ManageEngine Applications Manager is a feature-rich application performance monitoring solution designed for today’s complex and dynamic situations. It provides detailed insight into the performance of business-critical applications, both in the data center and in the cloud. It’s easy to set up and utilize.

Features

  • For Java, .NET, PHP, Node.js, and Ruby applications, agent-based monitoring with byte-code instrumentation and code-level diagnostics is available.
  • For multi-page end-user workflow simulation, synthetic transaction monitoring from multiple geographical locations is used.
  • Over a hundred apps and infrastructure parts are supported out of the box.
  • Monitor hybrid cloud, virtual, and container technologies like Kubernetes and Docker in great detail.
  • Automated application discovery, tracing, and diagnostics let you find and fix the source of problems faster (ADTD).
  • Machine learning-enabled analytics can help you predict future resource use and growth.

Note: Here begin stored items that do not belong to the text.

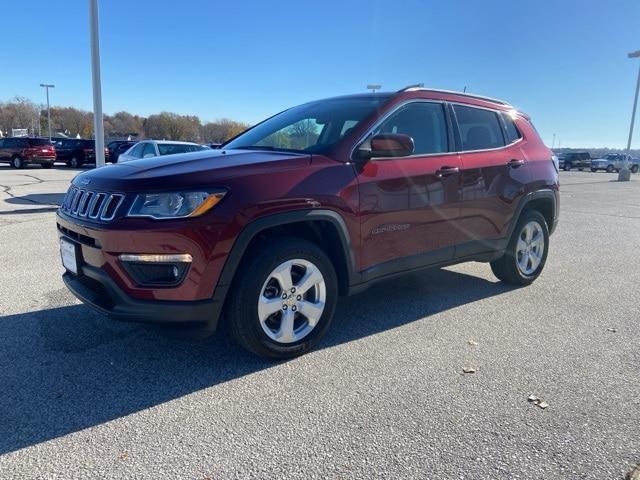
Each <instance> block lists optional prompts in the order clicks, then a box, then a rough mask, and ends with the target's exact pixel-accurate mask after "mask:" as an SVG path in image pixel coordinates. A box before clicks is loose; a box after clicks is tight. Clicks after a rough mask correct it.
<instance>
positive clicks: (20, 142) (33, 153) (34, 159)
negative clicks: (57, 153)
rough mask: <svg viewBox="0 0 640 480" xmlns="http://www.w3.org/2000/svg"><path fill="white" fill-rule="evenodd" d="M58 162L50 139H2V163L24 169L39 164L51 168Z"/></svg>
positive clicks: (1, 150)
mask: <svg viewBox="0 0 640 480" xmlns="http://www.w3.org/2000/svg"><path fill="white" fill-rule="evenodd" d="M55 161H56V149H55V147H54V146H53V145H51V143H49V139H48V138H30V137H10V138H2V139H0V163H9V164H11V165H12V166H13V167H14V168H24V167H26V166H27V165H29V164H30V163H37V164H39V165H41V166H42V168H51V167H53V163H54V162H55Z"/></svg>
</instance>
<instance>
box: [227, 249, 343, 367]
mask: <svg viewBox="0 0 640 480" xmlns="http://www.w3.org/2000/svg"><path fill="white" fill-rule="evenodd" d="M229 295H230V301H229V303H228V308H227V310H226V312H225V313H226V317H227V318H226V321H227V322H228V326H229V329H230V332H231V335H232V336H233V338H234V339H235V340H236V341H237V342H238V343H239V344H240V345H241V346H242V347H244V348H246V349H247V350H249V351H251V352H253V353H255V354H257V355H260V356H262V357H269V358H281V359H283V358H291V357H295V356H298V355H301V354H303V353H306V352H308V351H309V350H311V349H312V348H313V347H314V346H315V345H317V343H318V341H319V340H320V338H322V336H323V335H324V334H325V332H326V331H327V329H328V328H329V325H330V324H331V320H332V318H333V313H334V311H335V306H336V302H337V297H338V282H337V277H336V273H335V270H334V268H333V264H332V263H331V261H330V260H329V258H328V257H327V255H326V254H325V253H324V251H323V250H322V249H321V248H320V247H318V246H317V245H316V244H314V243H311V242H308V241H306V240H301V239H296V238H274V239H271V240H268V241H267V242H265V243H264V244H263V245H262V246H261V247H260V248H259V249H258V250H256V251H255V252H254V254H253V255H252V256H251V257H250V258H248V259H247V260H246V261H243V262H242V263H241V265H240V267H239V271H238V275H237V278H236V279H235V280H234V283H233V285H232V287H231V291H230V292H229Z"/></svg>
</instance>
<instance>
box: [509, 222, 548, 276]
mask: <svg viewBox="0 0 640 480" xmlns="http://www.w3.org/2000/svg"><path fill="white" fill-rule="evenodd" d="M544 248H545V244H544V233H543V231H542V227H541V226H540V224H539V223H538V222H536V221H533V220H532V221H531V222H529V223H527V224H526V225H525V226H524V227H523V228H522V230H521V231H520V235H519V236H518V242H517V244H516V262H517V264H518V270H520V272H521V273H522V274H523V275H527V276H529V275H532V274H533V273H534V272H535V271H536V269H537V268H538V266H540V262H542V258H543V256H544Z"/></svg>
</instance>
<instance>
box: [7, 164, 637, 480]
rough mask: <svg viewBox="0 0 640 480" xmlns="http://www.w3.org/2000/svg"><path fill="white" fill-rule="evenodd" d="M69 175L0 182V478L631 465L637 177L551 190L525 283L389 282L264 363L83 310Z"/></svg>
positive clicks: (435, 277)
mask: <svg viewBox="0 0 640 480" xmlns="http://www.w3.org/2000/svg"><path fill="white" fill-rule="evenodd" d="M75 173H76V172H75V171H73V170H70V169H65V168H56V169H52V170H44V169H40V168H37V167H35V168H28V169H25V170H12V169H10V168H8V167H0V232H1V233H0V238H1V240H2V247H3V248H2V250H1V251H0V262H1V263H0V265H1V267H0V478H97V477H100V478H107V477H108V478H133V477H135V478H194V479H203V478H210V479H218V478H247V477H260V478H275V477H286V478H305V479H308V478H328V477H329V478H434V479H436V478H437V479H480V478H482V479H532V478H543V479H556V478H558V479H594V480H595V479H597V480H603V479H622V478H624V475H625V474H626V473H627V472H628V471H629V470H631V468H632V467H633V466H634V465H635V464H637V463H639V462H640V432H639V431H638V430H639V428H640V421H639V419H640V380H639V379H640V373H639V367H640V321H639V319H640V307H639V306H638V300H639V294H638V292H639V290H640V269H639V268H638V267H639V266H640V262H639V261H638V245H639V244H640V177H639V176H637V175H634V176H633V181H631V182H627V183H618V182H614V181H613V180H614V179H615V178H616V175H615V174H606V173H590V172H569V173H566V172H562V173H561V182H562V187H561V189H562V206H561V219H560V225H559V227H558V230H557V233H556V234H555V235H554V236H552V238H551V250H550V253H549V258H548V261H547V266H546V269H545V271H544V273H543V274H542V276H541V277H540V278H539V280H538V281H537V282H536V283H535V284H533V285H532V286H530V287H527V288H519V289H518V288H512V287H508V286H505V285H503V284H501V283H499V282H498V281H497V280H496V279H495V277H493V275H492V274H491V270H490V268H489V266H488V265H486V264H480V263H471V264H464V265H458V266H455V267H451V268H446V269H441V270H434V271H429V272H425V273H422V274H416V275H411V276H408V277H405V278H403V279H401V280H394V281H392V282H387V283H382V284H378V285H376V286H374V287H373V288H372V289H370V290H369V291H367V292H365V293H363V294H360V295H357V296H354V297H350V298H346V299H342V300H341V301H340V303H339V306H338V311H337V316H336V322H335V323H334V325H333V328H332V330H331V332H330V333H329V334H328V335H327V337H326V338H325V340H324V342H323V344H322V347H321V348H320V349H319V350H317V351H314V352H312V353H311V354H309V355H306V356H304V357H301V358H298V359H295V360H292V361H288V362H284V363H273V362H268V361H264V360H261V359H258V358H255V357H253V356H251V355H250V354H248V353H245V352H244V351H242V350H241V349H240V348H238V347H236V346H234V345H233V344H230V343H228V342H227V341H226V340H225V339H224V338H220V337H214V338H212V339H208V340H185V339H176V338H172V337H169V336H167V335H166V334H163V333H162V332H160V331H158V330H156V329H153V328H150V327H146V326H141V325H130V324H120V323H114V322H112V321H109V320H106V319H104V318H102V317H100V316H98V315H96V314H94V313H92V312H91V311H90V310H89V309H87V308H86V307H84V306H83V305H81V304H79V303H78V302H77V301H76V300H75V299H74V298H73V297H72V296H71V295H70V294H69V293H68V292H67V290H66V289H65V287H64V285H63V283H62V281H61V279H60V274H61V273H62V268H61V266H60V262H59V254H58V247H57V238H56V231H55V213H54V211H55V208H56V204H57V203H58V202H59V201H60V200H61V198H62V193H63V192H64V191H65V190H66V188H67V185H68V182H69V180H70V179H71V178H72V176H73V175H74V174H75ZM470 341H471V342H470ZM474 343H476V345H474ZM464 367H473V368H475V369H476V373H473V374H463V373H462V369H463V368H464ZM529 395H536V396H538V397H539V398H540V399H542V400H544V401H545V402H547V403H548V405H549V406H548V407H547V408H546V409H542V408H539V407H538V406H536V405H534V404H533V403H531V402H528V401H527V398H528V397H529Z"/></svg>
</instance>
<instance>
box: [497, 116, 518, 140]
mask: <svg viewBox="0 0 640 480" xmlns="http://www.w3.org/2000/svg"><path fill="white" fill-rule="evenodd" d="M502 120H503V121H504V129H505V133H506V135H507V143H513V142H515V141H517V140H520V139H521V138H522V135H520V132H519V131H518V127H516V122H514V120H513V118H511V115H509V114H508V113H504V112H503V113H502Z"/></svg>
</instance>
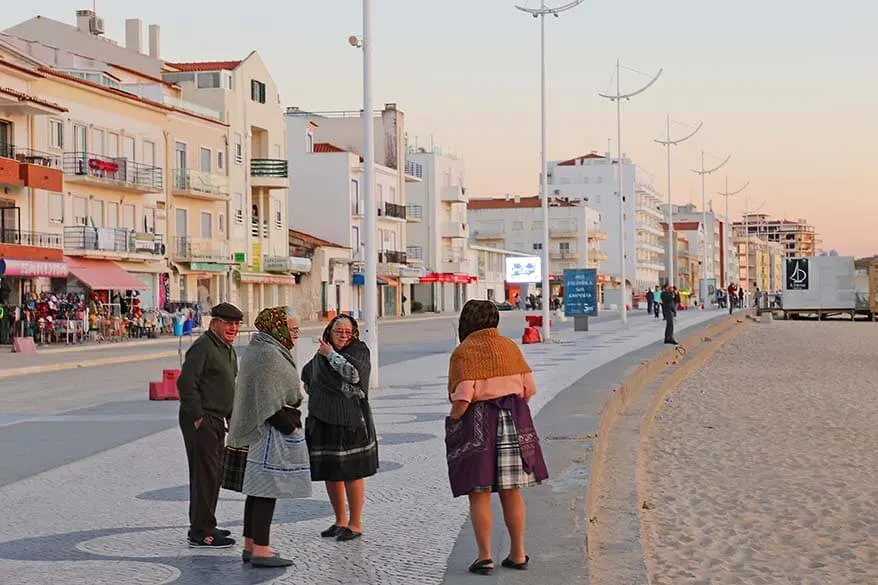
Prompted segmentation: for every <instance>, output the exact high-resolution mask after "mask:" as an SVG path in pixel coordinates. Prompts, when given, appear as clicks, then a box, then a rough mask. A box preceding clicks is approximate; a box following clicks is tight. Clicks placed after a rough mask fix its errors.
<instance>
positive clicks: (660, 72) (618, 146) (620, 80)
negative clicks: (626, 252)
mask: <svg viewBox="0 0 878 585" xmlns="http://www.w3.org/2000/svg"><path fill="white" fill-rule="evenodd" d="M661 74H662V70H661V69H659V72H658V73H656V74H655V77H653V78H652V79H651V80H650V81H649V83H647V84H646V85H644V86H643V87H641V88H640V89H638V90H637V91H632V92H631V93H624V94H623V93H622V64H621V63H620V62H619V60H618V59H616V93H615V94H614V95H610V94H604V93H599V94H598V95H599V96H600V97H602V98H606V99H608V100H610V101H611V102H616V150H617V152H618V157H617V159H616V195H617V196H618V197H619V267H620V268H619V274H620V277H619V280H620V283H621V286H622V302H620V303H619V305H620V309H619V314H620V316H621V318H622V323H623V324H624V323H627V322H628V307H627V306H626V304H625V302H626V300H627V298H628V295H627V294H626V290H625V289H626V287H625V280H626V278H625V196H624V194H623V193H622V100H630V99H631V98H632V97H634V96H636V95H637V94H639V93H643V92H644V91H646V90H647V89H649V87H650V86H651V85H652V84H653V83H655V82H656V81H658V78H659V77H660V76H661ZM632 195H633V190H632Z"/></svg>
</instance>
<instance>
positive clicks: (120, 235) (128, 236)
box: [63, 225, 165, 259]
mask: <svg viewBox="0 0 878 585" xmlns="http://www.w3.org/2000/svg"><path fill="white" fill-rule="evenodd" d="M63 247H64V251H65V252H67V253H68V254H71V255H79V256H92V257H108V258H132V259H152V258H158V257H162V256H164V255H165V244H164V239H163V238H162V235H161V234H148V233H137V232H135V231H134V230H129V229H126V228H95V227H91V226H85V225H78V226H68V227H65V228H64V240H63Z"/></svg>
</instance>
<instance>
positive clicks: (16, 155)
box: [0, 143, 61, 169]
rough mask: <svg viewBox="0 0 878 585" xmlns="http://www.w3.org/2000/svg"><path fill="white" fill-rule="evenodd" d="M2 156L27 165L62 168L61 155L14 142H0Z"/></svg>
mask: <svg viewBox="0 0 878 585" xmlns="http://www.w3.org/2000/svg"><path fill="white" fill-rule="evenodd" d="M0 158H9V159H12V160H16V161H18V162H20V163H23V164H26V165H39V166H41V167H51V168H54V169H60V168H61V157H60V156H58V155H55V154H49V153H48V152H40V151H39V150H33V149H31V148H22V147H20V146H15V145H13V144H2V143H0Z"/></svg>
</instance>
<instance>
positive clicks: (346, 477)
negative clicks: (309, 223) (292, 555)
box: [302, 315, 378, 542]
mask: <svg viewBox="0 0 878 585" xmlns="http://www.w3.org/2000/svg"><path fill="white" fill-rule="evenodd" d="M370 374H371V355H370V352H369V348H368V347H367V346H366V344H365V343H363V342H362V341H360V330H359V328H358V326H357V322H356V321H355V320H354V319H353V318H352V317H348V316H347V315H339V316H338V317H336V318H335V319H333V320H332V321H330V323H329V325H328V326H327V327H326V330H325V331H324V332H323V337H322V338H321V340H320V349H318V350H317V355H315V356H314V358H313V359H312V360H311V361H310V362H308V363H307V364H305V367H304V368H303V369H302V380H303V381H304V383H305V392H307V393H308V397H309V398H308V419H307V420H306V422H305V438H306V439H307V441H308V453H309V456H310V459H311V479H312V480H313V481H322V482H325V484H326V492H327V494H328V495H329V501H330V503H331V504H332V509H333V511H334V512H335V523H334V524H333V525H332V526H330V527H329V528H327V529H326V530H324V531H323V532H321V533H320V536H322V537H324V538H335V539H336V540H338V541H340V542H345V541H349V540H354V539H355V538H359V537H360V536H362V535H363V518H362V515H363V504H364V503H365V499H366V496H365V489H366V485H365V481H363V480H364V478H366V477H370V476H372V475H375V473H376V472H377V471H378V439H377V436H376V434H375V423H374V421H373V420H372V410H371V408H370V406H369V375H370Z"/></svg>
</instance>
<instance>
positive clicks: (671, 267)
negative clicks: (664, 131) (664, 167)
mask: <svg viewBox="0 0 878 585" xmlns="http://www.w3.org/2000/svg"><path fill="white" fill-rule="evenodd" d="M703 125H704V123H703V122H699V123H698V126H697V127H696V128H695V130H693V131H692V133H690V134H689V135H687V136H684V137H683V138H678V139H677V140H671V115H670V114H668V117H667V120H666V128H667V140H658V139H656V140H655V142H656V143H658V144H661V145H662V146H665V147H667V149H668V255H669V258H670V260H669V262H668V286H674V274H675V273H674V257H675V256H676V255H677V240H676V238H675V236H674V204H673V203H672V199H671V147H672V146H676V145H678V144H680V143H681V142H686V141H687V140H689V139H690V138H692V137H693V136H695V135H696V134H697V133H698V131H699V130H701V127H702V126H703Z"/></svg>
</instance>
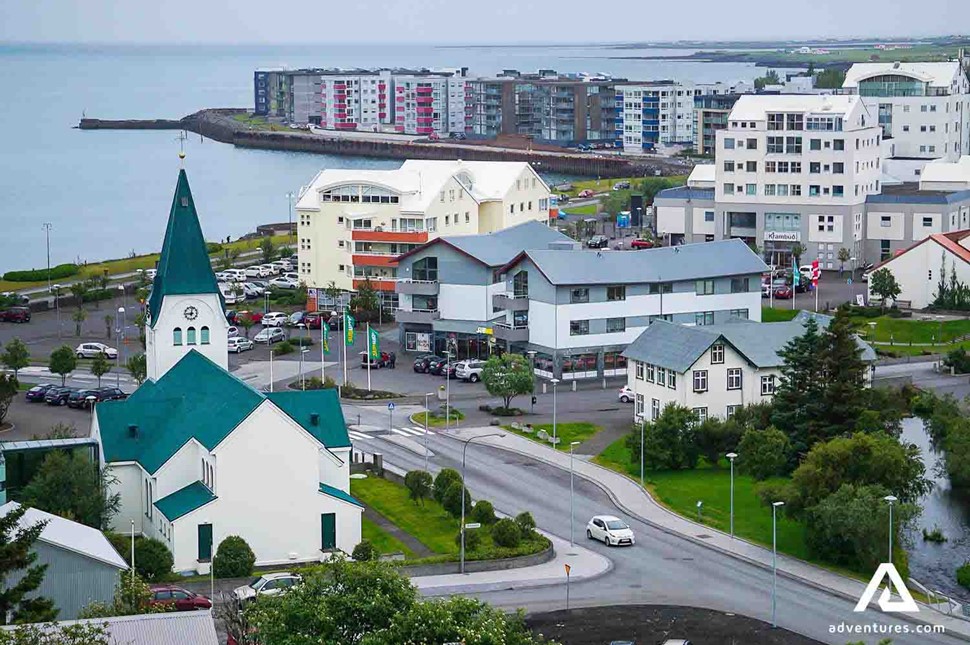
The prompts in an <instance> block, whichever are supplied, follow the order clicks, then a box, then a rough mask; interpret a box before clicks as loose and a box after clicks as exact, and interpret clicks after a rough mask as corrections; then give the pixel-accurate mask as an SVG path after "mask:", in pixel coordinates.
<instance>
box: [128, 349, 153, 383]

Users in 5000+ enterprises worldwide utilize Application Manager in various roles such as IT Operations, DBAs, DevOps engineers, Site Reliability Engineers, application developers, application owners, Cloud Ops, and so on.

5. Sematext APM

Sematext APM gives real-time end-to-end visibility into web application performance by monitoring individual and business operations to identify your application’s slowest and under-performing components. It facilitates faster troubleshooting and enhances the user experience.

Features:

  • View real-time interactions between applications and underlying components, databases, and external services.
  • Anomalies can be discovered in real time, before they affect the end user.
  • Get code-level visibility to find the source of performance problems and shorten the time it takes to fix them.
  • The ability to track and filter database operations, as well as slow SQL, in order to identify the most time-consuming transactions.
  • Pointcuts to order (for JVM).
  • The Sematext AppMap displays inter-component communication, including throughput, latency, and error rates, among other things.

Conclusion

In this article, we can understand how Kafka testing is done and the tools used for monitoring consumer applications.